The wider project is taking shape
Raúl is only part of it. Riquelme has already dangled Rodri's name as a potential signing — "a player like Rodri will play for Real Madrid" — and confirmed he's spoken to the Manchester City midfielder's representative. He says a second foreign signing will be announced Wednesday, with his preferred manager named shortly after.
He was pushed on Mikel Arteta. He didn't bite. "He's a great coach. He's had a great season with Arsenal, but there are other great coaches." On Mourinho: "A great coach who had his moment at Real Madrid, but he is not what is needed right now." Blunt, and probably accurate on both counts.
Whether any of this actually happens is a different question. Riquelme isn't president. Pérez remains firmly in place. Presidential campaigns at big Spanish clubs are as much political theatre as they are sporting roadmaps, and announcing Raúl and teasing Rodri is exactly the kind of move designed to shift sentiment among socios rather than shift transfer funds.

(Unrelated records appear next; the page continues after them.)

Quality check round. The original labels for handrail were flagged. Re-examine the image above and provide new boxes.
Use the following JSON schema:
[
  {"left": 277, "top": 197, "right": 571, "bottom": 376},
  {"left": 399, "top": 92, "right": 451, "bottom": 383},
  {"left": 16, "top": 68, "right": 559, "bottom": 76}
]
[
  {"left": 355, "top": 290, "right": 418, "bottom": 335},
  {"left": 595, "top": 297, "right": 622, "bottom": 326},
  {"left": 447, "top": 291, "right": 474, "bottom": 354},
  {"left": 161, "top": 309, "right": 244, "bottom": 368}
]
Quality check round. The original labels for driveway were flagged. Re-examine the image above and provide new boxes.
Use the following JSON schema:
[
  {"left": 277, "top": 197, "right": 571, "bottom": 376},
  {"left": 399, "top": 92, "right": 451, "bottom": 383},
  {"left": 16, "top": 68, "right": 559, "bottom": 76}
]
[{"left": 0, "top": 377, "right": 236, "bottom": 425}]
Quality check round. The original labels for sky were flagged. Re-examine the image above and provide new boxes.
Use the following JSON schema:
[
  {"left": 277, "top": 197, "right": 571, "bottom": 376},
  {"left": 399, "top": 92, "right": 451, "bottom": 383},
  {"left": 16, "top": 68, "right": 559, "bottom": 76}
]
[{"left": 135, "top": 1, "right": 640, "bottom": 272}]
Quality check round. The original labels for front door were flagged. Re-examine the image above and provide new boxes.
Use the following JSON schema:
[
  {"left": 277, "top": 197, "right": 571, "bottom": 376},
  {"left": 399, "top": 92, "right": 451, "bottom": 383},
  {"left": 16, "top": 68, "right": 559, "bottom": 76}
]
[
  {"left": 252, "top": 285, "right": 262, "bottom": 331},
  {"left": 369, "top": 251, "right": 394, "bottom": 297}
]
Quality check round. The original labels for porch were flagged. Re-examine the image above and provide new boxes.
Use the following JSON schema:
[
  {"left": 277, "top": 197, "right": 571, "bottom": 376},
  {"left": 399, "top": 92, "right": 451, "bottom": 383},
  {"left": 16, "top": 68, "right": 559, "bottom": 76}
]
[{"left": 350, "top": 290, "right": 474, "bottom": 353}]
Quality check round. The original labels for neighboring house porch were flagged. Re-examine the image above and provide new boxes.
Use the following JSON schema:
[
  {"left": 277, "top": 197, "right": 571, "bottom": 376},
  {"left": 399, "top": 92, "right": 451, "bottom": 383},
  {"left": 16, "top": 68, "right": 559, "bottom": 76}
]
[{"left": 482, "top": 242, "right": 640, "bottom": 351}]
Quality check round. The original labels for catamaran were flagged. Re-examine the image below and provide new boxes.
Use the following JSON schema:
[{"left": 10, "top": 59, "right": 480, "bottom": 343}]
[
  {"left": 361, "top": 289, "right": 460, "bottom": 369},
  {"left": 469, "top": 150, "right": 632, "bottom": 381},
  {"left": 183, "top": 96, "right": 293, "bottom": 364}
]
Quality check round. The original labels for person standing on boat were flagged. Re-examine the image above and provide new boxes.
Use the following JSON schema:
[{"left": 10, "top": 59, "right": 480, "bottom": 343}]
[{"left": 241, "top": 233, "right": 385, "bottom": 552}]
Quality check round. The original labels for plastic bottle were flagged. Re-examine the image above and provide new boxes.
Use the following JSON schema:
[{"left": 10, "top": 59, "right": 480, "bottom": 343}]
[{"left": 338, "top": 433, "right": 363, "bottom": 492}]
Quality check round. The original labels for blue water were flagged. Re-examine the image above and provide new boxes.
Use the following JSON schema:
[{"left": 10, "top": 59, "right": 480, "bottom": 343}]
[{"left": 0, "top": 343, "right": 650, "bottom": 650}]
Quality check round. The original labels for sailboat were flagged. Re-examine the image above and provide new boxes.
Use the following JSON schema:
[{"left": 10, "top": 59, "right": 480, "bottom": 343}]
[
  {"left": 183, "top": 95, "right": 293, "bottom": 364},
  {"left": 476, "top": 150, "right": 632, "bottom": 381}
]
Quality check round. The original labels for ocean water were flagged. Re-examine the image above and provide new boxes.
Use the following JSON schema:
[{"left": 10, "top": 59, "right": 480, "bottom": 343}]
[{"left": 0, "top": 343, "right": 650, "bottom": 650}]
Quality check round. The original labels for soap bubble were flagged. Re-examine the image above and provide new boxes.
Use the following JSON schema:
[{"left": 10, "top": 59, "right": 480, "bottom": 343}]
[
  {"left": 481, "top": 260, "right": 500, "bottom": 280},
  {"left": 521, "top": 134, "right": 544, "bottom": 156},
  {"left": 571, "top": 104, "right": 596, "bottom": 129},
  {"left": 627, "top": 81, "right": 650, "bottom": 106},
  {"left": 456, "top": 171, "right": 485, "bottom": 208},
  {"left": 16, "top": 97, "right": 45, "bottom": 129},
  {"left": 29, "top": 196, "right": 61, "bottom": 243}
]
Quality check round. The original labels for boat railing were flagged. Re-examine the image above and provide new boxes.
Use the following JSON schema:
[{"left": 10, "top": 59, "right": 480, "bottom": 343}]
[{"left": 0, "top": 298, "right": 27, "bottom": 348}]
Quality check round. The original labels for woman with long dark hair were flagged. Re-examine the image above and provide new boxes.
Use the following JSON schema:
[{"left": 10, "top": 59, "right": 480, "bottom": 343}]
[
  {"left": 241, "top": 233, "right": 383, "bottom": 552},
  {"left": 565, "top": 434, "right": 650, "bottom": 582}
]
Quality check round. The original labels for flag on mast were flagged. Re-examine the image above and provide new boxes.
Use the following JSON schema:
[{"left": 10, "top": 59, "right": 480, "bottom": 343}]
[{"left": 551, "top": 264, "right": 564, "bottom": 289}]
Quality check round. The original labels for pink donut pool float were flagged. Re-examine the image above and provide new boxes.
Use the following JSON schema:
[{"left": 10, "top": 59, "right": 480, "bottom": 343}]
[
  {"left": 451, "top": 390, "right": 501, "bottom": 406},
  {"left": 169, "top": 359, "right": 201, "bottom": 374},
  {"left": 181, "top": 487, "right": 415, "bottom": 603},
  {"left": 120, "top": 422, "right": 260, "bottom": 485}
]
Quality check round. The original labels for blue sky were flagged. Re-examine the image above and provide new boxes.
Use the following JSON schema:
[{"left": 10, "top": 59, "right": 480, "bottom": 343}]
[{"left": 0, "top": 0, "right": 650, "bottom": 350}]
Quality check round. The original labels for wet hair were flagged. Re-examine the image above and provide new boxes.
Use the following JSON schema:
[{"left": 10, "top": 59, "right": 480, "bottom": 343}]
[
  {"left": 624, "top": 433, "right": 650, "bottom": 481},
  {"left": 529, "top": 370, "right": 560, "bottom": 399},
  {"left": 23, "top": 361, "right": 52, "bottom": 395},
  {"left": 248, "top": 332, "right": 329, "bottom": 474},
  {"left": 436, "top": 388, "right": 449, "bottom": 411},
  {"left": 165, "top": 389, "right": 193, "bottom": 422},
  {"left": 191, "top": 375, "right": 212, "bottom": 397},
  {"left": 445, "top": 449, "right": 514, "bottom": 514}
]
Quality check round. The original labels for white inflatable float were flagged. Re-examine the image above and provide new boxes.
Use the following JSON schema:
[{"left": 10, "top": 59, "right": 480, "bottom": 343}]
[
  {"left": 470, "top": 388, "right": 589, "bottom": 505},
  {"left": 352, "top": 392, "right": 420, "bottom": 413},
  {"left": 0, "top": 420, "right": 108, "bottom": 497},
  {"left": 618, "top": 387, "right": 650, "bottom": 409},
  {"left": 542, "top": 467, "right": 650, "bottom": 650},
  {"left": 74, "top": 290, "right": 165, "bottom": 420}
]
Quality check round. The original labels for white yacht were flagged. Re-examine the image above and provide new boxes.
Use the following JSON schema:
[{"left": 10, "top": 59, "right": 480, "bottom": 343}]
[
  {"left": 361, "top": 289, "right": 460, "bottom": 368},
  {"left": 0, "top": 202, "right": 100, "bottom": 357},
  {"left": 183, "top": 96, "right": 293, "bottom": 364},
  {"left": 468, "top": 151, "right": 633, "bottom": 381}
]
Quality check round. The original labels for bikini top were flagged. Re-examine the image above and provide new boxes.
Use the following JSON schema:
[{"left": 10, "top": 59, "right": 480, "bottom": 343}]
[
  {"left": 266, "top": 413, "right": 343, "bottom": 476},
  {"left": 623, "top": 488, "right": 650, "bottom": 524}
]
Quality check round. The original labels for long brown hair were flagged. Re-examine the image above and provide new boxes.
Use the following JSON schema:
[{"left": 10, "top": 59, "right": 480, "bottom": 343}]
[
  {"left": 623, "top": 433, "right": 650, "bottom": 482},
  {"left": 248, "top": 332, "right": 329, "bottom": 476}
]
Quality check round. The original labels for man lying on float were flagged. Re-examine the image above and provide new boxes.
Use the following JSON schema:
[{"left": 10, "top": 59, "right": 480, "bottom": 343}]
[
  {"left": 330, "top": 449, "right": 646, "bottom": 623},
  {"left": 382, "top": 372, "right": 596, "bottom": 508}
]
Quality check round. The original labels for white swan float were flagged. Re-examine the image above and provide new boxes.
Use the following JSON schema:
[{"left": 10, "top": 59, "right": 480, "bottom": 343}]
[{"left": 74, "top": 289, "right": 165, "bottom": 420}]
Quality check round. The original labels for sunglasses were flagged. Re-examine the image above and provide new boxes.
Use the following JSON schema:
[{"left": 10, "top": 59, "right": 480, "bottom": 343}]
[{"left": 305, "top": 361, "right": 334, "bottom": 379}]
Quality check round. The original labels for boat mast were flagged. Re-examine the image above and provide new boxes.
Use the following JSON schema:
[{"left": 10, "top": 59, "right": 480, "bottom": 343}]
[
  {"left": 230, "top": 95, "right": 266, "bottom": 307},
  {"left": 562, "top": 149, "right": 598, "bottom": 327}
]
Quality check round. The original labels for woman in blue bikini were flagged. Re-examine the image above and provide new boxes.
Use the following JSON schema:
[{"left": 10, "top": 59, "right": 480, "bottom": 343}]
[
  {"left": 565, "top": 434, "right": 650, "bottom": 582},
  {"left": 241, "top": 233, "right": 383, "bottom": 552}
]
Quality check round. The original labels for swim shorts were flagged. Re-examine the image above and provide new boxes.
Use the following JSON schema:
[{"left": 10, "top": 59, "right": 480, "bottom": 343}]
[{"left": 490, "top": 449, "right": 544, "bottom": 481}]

The privatisation fight underneath it all
Still, Riquelme's central argument goes beyond personnel. He's positioned his entire campaign around blocking what he calls the creeping privatisation of the club — claiming Pérez is moving to open the statutes for a sale of Real Madrid's ownership structure.
"I have presented myself to stop the sale of the club. It was my first red line," he said.
That's the kind of issue that actually moves members. Flashy signings get attention, but threatening the soul of a members-owned institution? That gets votes. Riquelme knows the pitch: Pérez wants Apple glasses and vague promises. He's offering Raúl, Rodri, and a fight to keep the club in members' hands.
Whether it's enough — and whether any of the names materialise — depends entirely on an election that isn't won yet.